The differentiation of neural progenitors on topography has been reported in numerous studies. Similarly, neuronal morphology has also been established as a field. The difference between neural cells from different regions of the brain has been established in literature. The current study quantitatively compares the differentiation and morphology of neural progenitors from the hippocampus and cortex on an array of topographies. Moreover, a correlation between cell shape and differentiation was established. However, further studies are necessary to determine a causative relation between neuron production and cell shape. Grating substrates prove to be the ideal candidates for these studies.
4. Materials and Methods
4.1. Fabrication and Replication of PDMS Substrates
The multi-architecture (MARC) chip is an array of multiple nano- and micro-topographical patterns. To assemble the MARC chip, the fabrication of individual patterns of 2 mm × 2 mm in size (large enough to allow for statistical analysis of cells) via nano-imprinting lithography was completed. Subsequently, these individual patterns were arranged onto a single silicon chip pre-coated with poly-dimethylsiloxane (PDMS, Sylgard 184 polymer, Dow Corning, Auburn, MI, USA) as a bonding material. Based on how the individual patterns are cut, they may either be circular  or square-shaped. The versatility of the MARC chip lies in the choice of patterns one can arrange onto each chip, making it possible to combine different or repeating patterns. The MARC chip can also be customized to be of a different shape and size to accommodate different applications, such as microfluidic systems . Replicas of the MARC chip were generated by soft lithography using PDMS and replication was verified by scanning electron microscopy (JEOL JSM 6010 LV, JEOL, Tokyo, Japan) by sputter coating the samples with platinum at 30 mA for 30 s and observing them at various magnifications at high vacuum (Figure S1a–h). Silicon molds of 44-pattern and 18-pattern MARC chips were used for testing multiple topographies at once, along with an unpatterned substrate as a control. Table 1 shows the topographical patterns that were studied.

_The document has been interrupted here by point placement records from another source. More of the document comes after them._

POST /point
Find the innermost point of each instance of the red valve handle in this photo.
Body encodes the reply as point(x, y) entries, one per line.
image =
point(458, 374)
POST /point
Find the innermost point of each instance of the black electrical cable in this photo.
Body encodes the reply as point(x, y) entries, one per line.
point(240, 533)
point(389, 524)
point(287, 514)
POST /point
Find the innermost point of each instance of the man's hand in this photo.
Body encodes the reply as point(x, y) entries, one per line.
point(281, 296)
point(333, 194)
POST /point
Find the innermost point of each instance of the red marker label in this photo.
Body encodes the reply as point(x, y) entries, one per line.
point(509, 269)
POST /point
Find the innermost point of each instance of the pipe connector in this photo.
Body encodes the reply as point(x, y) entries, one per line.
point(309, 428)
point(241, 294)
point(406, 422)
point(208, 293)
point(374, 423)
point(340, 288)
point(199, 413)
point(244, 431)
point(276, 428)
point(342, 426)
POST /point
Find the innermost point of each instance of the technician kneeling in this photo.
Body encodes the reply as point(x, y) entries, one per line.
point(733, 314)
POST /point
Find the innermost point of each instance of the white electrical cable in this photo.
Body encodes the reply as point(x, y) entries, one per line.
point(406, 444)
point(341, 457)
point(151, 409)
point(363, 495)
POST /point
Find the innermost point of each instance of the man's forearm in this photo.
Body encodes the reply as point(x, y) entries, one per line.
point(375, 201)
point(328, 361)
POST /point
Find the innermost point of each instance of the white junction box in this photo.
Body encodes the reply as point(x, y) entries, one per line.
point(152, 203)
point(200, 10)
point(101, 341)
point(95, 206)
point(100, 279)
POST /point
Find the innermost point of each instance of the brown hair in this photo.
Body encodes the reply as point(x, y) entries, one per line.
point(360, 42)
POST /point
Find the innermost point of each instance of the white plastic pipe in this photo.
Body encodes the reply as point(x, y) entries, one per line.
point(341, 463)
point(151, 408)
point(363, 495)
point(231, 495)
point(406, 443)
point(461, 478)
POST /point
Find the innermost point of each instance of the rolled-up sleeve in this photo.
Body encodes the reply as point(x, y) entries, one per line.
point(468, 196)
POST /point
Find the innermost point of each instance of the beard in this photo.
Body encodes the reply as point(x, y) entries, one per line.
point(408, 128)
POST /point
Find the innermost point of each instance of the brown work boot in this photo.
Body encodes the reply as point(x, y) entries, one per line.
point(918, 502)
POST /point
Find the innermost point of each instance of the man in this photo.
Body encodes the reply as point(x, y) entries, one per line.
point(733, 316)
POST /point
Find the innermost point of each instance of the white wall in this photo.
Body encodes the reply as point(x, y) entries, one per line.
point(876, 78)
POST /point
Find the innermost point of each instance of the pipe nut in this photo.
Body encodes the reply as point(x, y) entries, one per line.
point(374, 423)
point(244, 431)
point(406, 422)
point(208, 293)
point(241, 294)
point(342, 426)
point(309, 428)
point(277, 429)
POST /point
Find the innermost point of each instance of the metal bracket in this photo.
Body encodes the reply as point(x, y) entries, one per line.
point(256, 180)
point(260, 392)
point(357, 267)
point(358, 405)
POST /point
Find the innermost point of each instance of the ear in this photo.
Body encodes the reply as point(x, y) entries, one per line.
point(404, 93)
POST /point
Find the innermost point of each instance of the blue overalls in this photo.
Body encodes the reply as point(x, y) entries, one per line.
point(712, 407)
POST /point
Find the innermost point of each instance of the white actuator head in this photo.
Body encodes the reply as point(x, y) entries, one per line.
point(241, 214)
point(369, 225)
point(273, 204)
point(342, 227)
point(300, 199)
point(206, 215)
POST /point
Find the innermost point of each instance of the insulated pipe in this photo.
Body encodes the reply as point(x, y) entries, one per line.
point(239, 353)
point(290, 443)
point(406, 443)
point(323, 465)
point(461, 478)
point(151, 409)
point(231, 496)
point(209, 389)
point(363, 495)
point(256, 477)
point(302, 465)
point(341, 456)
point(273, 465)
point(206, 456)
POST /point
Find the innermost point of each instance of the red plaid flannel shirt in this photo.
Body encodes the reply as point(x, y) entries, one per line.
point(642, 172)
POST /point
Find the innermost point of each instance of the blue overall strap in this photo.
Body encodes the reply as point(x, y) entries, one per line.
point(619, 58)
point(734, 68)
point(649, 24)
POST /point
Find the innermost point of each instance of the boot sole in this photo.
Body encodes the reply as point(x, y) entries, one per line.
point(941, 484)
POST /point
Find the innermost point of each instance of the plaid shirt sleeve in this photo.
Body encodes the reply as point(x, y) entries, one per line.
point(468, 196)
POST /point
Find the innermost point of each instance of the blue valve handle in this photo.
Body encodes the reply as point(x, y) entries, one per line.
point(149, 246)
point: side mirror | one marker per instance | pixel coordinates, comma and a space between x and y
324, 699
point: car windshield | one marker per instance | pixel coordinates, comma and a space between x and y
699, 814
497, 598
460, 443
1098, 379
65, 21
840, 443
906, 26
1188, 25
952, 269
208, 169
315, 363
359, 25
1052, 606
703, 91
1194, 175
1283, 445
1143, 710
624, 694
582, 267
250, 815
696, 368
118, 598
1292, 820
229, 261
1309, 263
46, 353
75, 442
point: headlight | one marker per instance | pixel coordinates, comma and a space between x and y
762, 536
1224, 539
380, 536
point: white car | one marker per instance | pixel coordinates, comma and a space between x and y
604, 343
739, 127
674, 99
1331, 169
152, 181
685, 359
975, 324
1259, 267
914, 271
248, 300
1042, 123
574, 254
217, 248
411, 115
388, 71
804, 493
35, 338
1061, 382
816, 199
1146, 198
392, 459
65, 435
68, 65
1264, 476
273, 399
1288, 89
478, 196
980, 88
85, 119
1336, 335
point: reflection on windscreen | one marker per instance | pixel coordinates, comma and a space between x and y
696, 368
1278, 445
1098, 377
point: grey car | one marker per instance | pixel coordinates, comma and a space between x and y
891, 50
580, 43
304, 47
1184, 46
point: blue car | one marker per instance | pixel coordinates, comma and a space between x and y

For the generation of replicas, PDMS was mixed in a 10:1 ratio with the curing agent and placed under vacuum for removal of air bubbles. The mixture was then poured onto the MARC chip molds. After additional removal of air under vacuum for 30 min, the PDMS was cured at 70 °C for 2 h. Replicas were generated upon demolding. The PDMS replicas were cut according to the wells of the culture plates. To remove hydrophobicity, replicas were treated with oxygen-plasma (Harrick Plasma, Ithaca, NY, USA) for 1 min at 30 W. For sterilization, samples were washed with 70% ethanol and placed under ultraviolet light for 20 min. To allow attachment of laminin, replicas were coated overnight with poly-L-ornithine solution (33 μg/mL) in sterile deionized water (Sigma-Aldrich, St. Louis, MO, USA). After two washes with sterile deionized water, they were coated overnight with 20 μg/mL mouse laminin in Dulbecco’s modified Eagle medium (DMEM)/nutrient mixture F12 (Biological Industries, Cromwell, CT, USA) in a 1:1 ratio (1:1 DMEM/F12) (Life Technologies, Waltham, MA, USA) to carry out differentiation of mNPCs.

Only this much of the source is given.